Developing thinking dispositions are an important element of curricula worldwide. This term is based on the philosophy of John Dewey and developed by David Perkins through Harvard Project Zero. Thinking is more than just ability. It also depends on developing a behavioural tendency or ‘disposition’ that includes developing the skills to structure an orderly solution to a problem, an inclination to act on the issue and an alertness to many possible ways to address the issue or problem.
Cornish College has developed sustainable thinking dispositions represented by the rings of sustainability. Many schools in Victoria, as well as schools in Singapore, India and Hong Kong have adopted this. We believe that an important responsibility of schooling for citizens of the 21st century is to think sustainably – to have the necessary skills for a global world, to have the inclination to act sustainably and to solve problems and to be alert to the many possible ways we can make a difference.
We have designed our curricular and cocurricular programs around the four interlocking rings, each with a set of focus questions. This design allows us to address the Victorian Curriculum F-10 framework as well as the requirements of the International Baccalaureate.
Do our students understand the importance of natural areas and our responsibilities towards them? Are they scientifically literate, understanding the importance of biodiversity, the research on sustainability and the implications of new innovations on the environment? Do they understand how to manage their global footprint?

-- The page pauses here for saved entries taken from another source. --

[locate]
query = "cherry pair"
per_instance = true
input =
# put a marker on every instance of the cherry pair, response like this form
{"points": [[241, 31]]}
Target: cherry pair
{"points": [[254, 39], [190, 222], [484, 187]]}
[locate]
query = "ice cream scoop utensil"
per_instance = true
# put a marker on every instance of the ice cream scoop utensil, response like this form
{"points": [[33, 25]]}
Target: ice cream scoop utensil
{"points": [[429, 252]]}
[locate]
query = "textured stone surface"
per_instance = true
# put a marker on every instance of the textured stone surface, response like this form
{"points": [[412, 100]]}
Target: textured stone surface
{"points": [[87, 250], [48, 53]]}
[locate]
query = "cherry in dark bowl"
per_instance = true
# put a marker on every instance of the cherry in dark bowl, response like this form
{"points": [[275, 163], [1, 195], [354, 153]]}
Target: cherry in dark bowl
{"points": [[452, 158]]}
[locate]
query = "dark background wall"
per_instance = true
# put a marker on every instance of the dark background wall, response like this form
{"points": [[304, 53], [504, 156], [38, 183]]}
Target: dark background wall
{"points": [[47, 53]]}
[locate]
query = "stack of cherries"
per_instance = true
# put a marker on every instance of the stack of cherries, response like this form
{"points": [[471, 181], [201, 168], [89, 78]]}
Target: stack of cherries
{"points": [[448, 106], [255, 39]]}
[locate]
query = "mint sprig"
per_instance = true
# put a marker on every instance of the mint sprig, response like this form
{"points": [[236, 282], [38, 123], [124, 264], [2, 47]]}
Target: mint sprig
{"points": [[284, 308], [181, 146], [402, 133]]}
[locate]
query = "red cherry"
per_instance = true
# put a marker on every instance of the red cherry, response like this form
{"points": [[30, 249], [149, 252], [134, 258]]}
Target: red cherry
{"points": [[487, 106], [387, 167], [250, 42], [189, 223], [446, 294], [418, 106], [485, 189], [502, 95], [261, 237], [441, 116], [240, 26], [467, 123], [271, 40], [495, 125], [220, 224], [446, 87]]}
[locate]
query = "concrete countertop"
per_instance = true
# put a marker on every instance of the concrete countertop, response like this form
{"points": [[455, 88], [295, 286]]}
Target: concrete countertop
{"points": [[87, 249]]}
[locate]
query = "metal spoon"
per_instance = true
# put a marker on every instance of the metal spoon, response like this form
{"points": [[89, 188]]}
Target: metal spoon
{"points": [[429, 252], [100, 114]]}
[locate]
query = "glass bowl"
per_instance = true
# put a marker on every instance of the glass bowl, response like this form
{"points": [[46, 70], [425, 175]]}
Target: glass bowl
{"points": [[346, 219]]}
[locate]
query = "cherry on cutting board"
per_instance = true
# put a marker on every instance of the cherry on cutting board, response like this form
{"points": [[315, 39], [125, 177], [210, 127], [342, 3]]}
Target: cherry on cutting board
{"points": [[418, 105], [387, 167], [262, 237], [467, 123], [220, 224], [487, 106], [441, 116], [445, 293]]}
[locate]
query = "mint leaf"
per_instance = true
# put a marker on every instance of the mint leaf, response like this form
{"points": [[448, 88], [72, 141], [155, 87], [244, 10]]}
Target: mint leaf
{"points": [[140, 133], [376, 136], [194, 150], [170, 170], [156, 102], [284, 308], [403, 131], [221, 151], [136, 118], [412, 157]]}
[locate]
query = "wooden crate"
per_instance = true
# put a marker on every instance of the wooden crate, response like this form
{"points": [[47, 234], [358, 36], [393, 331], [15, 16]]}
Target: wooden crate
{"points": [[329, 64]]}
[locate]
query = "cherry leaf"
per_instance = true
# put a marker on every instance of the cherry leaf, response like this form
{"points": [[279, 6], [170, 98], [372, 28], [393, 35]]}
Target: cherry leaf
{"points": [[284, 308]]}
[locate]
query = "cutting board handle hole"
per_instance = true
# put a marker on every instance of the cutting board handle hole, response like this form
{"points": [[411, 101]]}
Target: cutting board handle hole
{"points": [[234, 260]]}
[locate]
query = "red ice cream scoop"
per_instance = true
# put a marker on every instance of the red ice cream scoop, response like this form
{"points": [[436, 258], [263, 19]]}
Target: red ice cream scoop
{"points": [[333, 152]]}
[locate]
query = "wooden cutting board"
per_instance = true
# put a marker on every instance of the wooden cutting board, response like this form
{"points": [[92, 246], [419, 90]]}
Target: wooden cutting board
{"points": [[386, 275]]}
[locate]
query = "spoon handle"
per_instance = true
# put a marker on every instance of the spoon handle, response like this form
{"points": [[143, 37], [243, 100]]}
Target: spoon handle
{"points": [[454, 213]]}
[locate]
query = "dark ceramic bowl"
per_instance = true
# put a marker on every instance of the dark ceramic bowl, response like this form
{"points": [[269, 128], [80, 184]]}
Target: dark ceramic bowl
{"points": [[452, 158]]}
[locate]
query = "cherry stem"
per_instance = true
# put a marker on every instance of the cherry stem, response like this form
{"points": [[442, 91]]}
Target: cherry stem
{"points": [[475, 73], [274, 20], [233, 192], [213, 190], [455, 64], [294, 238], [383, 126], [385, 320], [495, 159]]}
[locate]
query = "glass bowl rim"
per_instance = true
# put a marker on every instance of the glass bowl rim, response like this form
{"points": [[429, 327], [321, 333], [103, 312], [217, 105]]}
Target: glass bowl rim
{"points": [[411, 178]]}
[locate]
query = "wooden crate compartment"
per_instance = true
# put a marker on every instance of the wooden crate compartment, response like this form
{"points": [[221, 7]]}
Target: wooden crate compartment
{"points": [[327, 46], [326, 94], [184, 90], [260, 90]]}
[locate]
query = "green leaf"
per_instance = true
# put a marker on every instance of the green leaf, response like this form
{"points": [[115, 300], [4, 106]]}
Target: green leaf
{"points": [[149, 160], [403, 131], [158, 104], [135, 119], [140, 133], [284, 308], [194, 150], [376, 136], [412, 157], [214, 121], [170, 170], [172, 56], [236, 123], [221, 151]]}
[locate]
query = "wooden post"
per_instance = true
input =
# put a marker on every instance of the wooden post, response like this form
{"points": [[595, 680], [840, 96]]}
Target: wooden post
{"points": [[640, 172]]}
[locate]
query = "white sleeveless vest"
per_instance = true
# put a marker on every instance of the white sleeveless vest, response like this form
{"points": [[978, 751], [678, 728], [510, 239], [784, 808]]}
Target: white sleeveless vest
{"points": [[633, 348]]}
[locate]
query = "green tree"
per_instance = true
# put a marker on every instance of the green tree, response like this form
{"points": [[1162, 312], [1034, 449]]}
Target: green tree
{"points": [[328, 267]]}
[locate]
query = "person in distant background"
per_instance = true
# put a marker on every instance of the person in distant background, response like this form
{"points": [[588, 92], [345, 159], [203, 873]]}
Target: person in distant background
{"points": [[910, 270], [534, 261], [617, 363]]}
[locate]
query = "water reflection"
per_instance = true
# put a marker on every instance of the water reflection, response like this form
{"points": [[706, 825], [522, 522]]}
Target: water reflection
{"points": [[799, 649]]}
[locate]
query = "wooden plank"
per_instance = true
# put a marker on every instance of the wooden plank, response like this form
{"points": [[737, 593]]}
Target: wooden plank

Are our students healthy mentally and physically? Are they aware of their learning styles and how they learn best? Do they have skills to live effectively and affectively with others? Are they developing life long hobbies and interests to build resilience and well being? Can they communicate clearly in English, other languages, and through Mathematics and the Arts?
Are our cities sustainable? How are they supplied and how do they interact with rural areas? What are our roles and responsibilities as urban citizens? Are we technologically sustainable? Do we know where and how components are sourced and how they are disposed?
Do our students understand other cultures’ histories, beliefs and values as well as their economic, political systems and legal systems?